Is it true that modern optometry can produce lenses that will give a person with 20/20 vision 10/20 vision, and is this really the equivalent of seeing details that you previously saw at 20 feet away, at 10 feet away?
That almost sounds worth it! (Do they come in contacts?)
Sure. You can wear opera glasses. But the magnification that improves your distant vision beyond 20/20 will reduce your peripheral vision, reduce your near vision, and mess up your ability to estimate distances.
I’ve wondered, what does 20/20 vision mean anyway, that you can focus to infinity, or what? Is that what they aim for with glasses for myopia? That seems to be what they do with mine.
It’s a comparison ratio. Basically, it’s stating that how objects appear to you at 20 feet is how objects appear to “normal” people at 20 feet; i.e., your vision is normal.
In my case, my uncorrected vision is 20/200; objects 20 feet away appear as objects 200 feet away appear to normal people.
(Actually I think it’s worse now. To read a book without glasses, I have to hold it about 10 inches from my face.)
I have 20/10 vision now in both eyes, thanks to my laser eye surgery. If that counts.
As I understand it, not everyone can be corrected to that level - part of it depends on just how well you eye naturally works. That is, there’s more to it than just the focus of the lens. Some people, even with perfect focusing, may only get 20/20 vision, or, presumably, worse.

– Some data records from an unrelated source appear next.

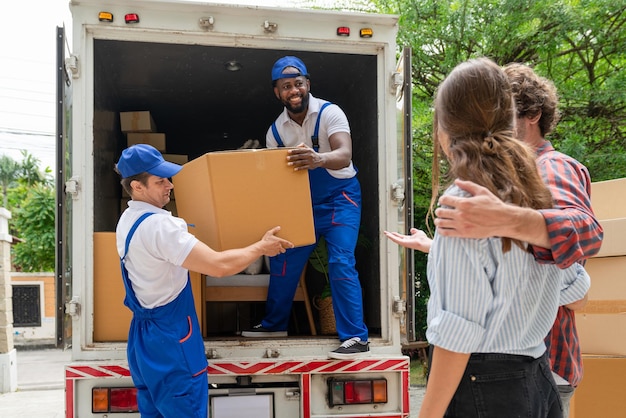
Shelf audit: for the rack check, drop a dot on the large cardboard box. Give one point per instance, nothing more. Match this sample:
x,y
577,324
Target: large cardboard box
x,y
608,198
137,122
111,319
231,198
601,392
601,324
157,140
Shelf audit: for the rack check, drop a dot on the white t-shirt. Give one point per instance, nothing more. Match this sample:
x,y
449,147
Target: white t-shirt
x,y
333,120
158,248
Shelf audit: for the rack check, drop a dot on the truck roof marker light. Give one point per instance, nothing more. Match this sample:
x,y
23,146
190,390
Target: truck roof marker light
x,y
366,33
343,31
131,18
233,65
355,392
105,17
110,399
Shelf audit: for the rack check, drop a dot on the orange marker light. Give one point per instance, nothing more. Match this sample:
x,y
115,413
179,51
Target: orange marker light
x,y
343,31
131,18
105,17
366,33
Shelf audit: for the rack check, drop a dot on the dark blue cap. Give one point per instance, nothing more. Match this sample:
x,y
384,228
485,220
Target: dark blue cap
x,y
142,158
288,61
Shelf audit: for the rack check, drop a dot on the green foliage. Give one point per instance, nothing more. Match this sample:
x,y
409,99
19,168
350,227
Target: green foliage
x,y
29,195
35,221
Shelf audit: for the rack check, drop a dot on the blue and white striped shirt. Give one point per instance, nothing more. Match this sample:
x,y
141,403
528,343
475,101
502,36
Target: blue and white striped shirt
x,y
484,301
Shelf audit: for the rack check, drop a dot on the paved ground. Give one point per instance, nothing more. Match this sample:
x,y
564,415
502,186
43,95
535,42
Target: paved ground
x,y
40,392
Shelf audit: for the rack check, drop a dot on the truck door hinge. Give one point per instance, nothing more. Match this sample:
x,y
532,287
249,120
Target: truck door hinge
x,y
206,23
72,308
399,306
71,66
397,80
397,193
72,187
270,27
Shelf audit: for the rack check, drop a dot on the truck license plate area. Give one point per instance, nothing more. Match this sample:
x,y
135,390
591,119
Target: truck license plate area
x,y
258,406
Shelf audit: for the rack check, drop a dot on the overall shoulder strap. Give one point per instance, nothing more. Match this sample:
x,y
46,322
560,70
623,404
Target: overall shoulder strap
x,y
132,231
276,136
315,138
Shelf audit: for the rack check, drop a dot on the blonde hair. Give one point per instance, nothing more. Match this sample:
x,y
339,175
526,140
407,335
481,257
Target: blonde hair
x,y
474,105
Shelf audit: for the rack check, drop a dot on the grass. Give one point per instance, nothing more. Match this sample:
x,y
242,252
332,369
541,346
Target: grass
x,y
417,372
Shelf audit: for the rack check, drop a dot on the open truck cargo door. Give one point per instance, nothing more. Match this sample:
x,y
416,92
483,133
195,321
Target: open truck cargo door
x,y
65,188
402,195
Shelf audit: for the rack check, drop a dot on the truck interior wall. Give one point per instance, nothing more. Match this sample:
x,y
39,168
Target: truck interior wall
x,y
201,107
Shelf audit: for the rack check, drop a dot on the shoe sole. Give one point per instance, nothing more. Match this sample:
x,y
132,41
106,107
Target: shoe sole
x,y
253,334
339,356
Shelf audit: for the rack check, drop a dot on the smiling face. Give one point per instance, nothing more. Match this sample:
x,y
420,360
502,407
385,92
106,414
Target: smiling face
x,y
155,191
293,93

I didn’t phrase that right, as I know how acuity works, but I’m wondering if normal people can focus all the way out to infinity. Sometimes I get a new pair of glasses and it feels like I’m looking through binoculars, and I wonder if it’s actually normal to see out that much.
My corrected vision with glasses used to be 20/16, i.e., better than “perfect” vision. (Alas, no longer.) Bear in mind that we’re talking about averages. So, to say I had 20/16 vision meant that I could see at twenty feet (corrected) what most people only could see (uncorrected) at sixteen. Why? Presumably because my retina were a little more detailed than most. At least, that’s how it was explained to me.
I don’t have a serious problem (can’t remember the numbers, but need glasses to drive, but even with brand new glasses I am not 20/20. I have never been (at least since my first test at age 7).
Keep in mind 20/20 isn’t “perfect vision” - after all, what’s perfect? Seeing down into the IR or up into the UV? Minute details from hundreds of meters? The 20/20 is just “normal.”
So, anyone have scoop on how 20/20 was declared normal? Is it just the median for some specific population, or was there something more involved in its development?
Seems logical to me that there’s a maximum possible resolution discernable by the individual human eye. The retina is, after all, made up of a discrete number of cells … that would seem to be a limiting factor right there. Focusing “out to infinity” would therefore seem to be an impossibility.
“normal” relaxed vision is supposed to be able to see “infinitely distant” objects. So, yeah, normal people can “focus all the way out to infinity”. It’s focusing closer that takes effort, adjusting the crystalline lens for fine tuning of the focus ability of the eye.
The problem with myopic people like me is that we can only focus out to a nearby distance. We use eyeglasses or contact lenses to shift that “far point” to infinity, so we can see like normal folks.
As for the question in the OP, “normal vision” isn’t perfect – there are aberrations in a “normal” lens, and scattering from the organic elements in the eye, and the like, so that “20/20” vision isn’t perfect, and some people will have better than “normal” vision. Presumably, if you had an eye free of most other defects except myopia, with glasses you could see better than 20/20. But someone else whose eyes were as limited as everyone else’s, using similar or the same glasses, wouldn’t be able to do better than 20/20, and there’s no magic set of glasses that would make them see better (without going to something radically different, like binoculars or something, with all its inherent limitations)
I had been told somewhere in the far distant past that 20/20 vision meant that at a distance of 20 feet you could read a line of text 20 cm high. Is this the correct explanation?
If so, I’m surprised at the mixing of English/metric units to comprise a “standard.”
As has been posted, 20/20 is accepted as normal, but many folks, especially youngsters see better than that. I have met an 8 year old that could accuratly discribe the configuration of the Jovian moons from nakid-eye observations.
Until I was 20 or so I had much better than 20/20 vision…the bottom line on a standard eyechart was no problem. At that point, distant signs started to become fuzzy around the edges of the letters. I went to an optomitrist, who rated my vision at 20/15, and advised I not get glasses. A year or so later, I opted for glasses, even though my uncorrected vision still tested at 20/20. Things just didn’t look “sharp” without the glasses.